What is Postcolonial in Postcolonial Fandango?
The justification for my work has been borrowed from Postcolonial Studies, a field of literary studies that tries to contest western hegemonic views through the perspectives, experiences and knowledge from people from the former colonies of the big European empires in Africa, Latin America and Asia (the “global south” or the “third world”).
When put in relationship to the performance of colonial music from Latin America in Early Music concerts, a postcolonial thinking demands a commentary on the function this music had in colonial society - unlike most of the performances known under the name “Missional Baroque” or “Latin American Baroque”, to which public and performers have assigned a certain “wold-music” character, “making it suspicious of charges of complicity in papering over the hugely conflicted sphere of contemporary geopolitics with an artificially harmonious global imaginary“ (Baker, 2008).
Instead of amplifying the colonial message, deposited in the archives of Latin American cathedrals, I choose to imagine the sound of the voices that were not written down, eavesdropping through the oral traditions. It is precisely this what G. Baker proposes as one of the alternatives to the uncommented performance of colonial music:
“The idea of invention can also be brought to bear on the issue of repertory. The voices of subaltern groups have been lost because most of their music was not notated but was transmitted orally. A focus on elite, notated music perpetuates Western musical imperialism. By bringing lost popular music traditions back to life, by turning to reinvention and improvisation, performers may reinsert excluded cultures where they have been written out or have vanished from texts. The musicologist may identify notation as an example of the imperialism of Western literacy, but the performer has the possibility of doing something about it (...)" (Baker 2008, 444)
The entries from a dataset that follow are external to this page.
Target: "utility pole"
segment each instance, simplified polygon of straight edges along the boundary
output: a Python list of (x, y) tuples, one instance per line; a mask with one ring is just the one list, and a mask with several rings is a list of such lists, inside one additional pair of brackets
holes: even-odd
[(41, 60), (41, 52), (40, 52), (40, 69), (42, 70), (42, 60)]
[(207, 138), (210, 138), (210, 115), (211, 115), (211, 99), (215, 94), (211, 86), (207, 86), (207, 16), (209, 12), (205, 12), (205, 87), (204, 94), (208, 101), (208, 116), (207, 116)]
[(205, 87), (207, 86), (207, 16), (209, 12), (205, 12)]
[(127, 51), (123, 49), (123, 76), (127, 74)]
Since I am myself a violinist educated in historical performance practice, the focus of my research is to identify the baroque elements of style and performance preserved through fandango-traditions, which acted as time-capsules, retaining instruments and poetical and musical forms dating back to the XVII and XVIII centuries. My main research question has been:
What kind of knowledge can be gained by a performer versed in Historical Performance Practice through the performance of different Fandango musics, in its both written-aristocratic-, and oral-popular expressions?
Can I identify parallelisms and cross-fertilizations? I have put a strong focus on understanding the morphology of this music their particular rhythmic profiles. I am convinced that can through comparison with historical dance-forms I can shed light into the genealogy, origins and historical development of these dances. Some insights into the relationship between European baroque dances and the Hispanic oral traditions that engendered them can only be empirically apprehended through performance and improvisation. An “analytical performance” of this spectrum of dances, can lead to contribute to its dating and categorization.
Research-Presentation
In the last 20 years, the term Latin American Baroque has been used to refer to programs containing music from colonial Hispanic America. Although the term is associated with musical cross-breeding, colonial music documents rather the absence of afro-hispanic or hispanic-amerindian musical features (Baker, 2008). By accepting the impossibility to find the written "Mestizo Baroque", this research chooses to "re-imagine it" from orality. Taking the Fandango musical family as a framework, it enters into playful dialogues between the XVIII century European fandango and its surviving folklore counterparts: the Mexican Son Huasteco and the Colombo-Venezuelan Joropo. Through analysis and transcription of oral sources, style comparison, arrangement, and historical improvisation, this research aims to create a musical product that resolves the identity tensions present in the Performance of Colonial Baroque Music under the label of Latin American Baroque.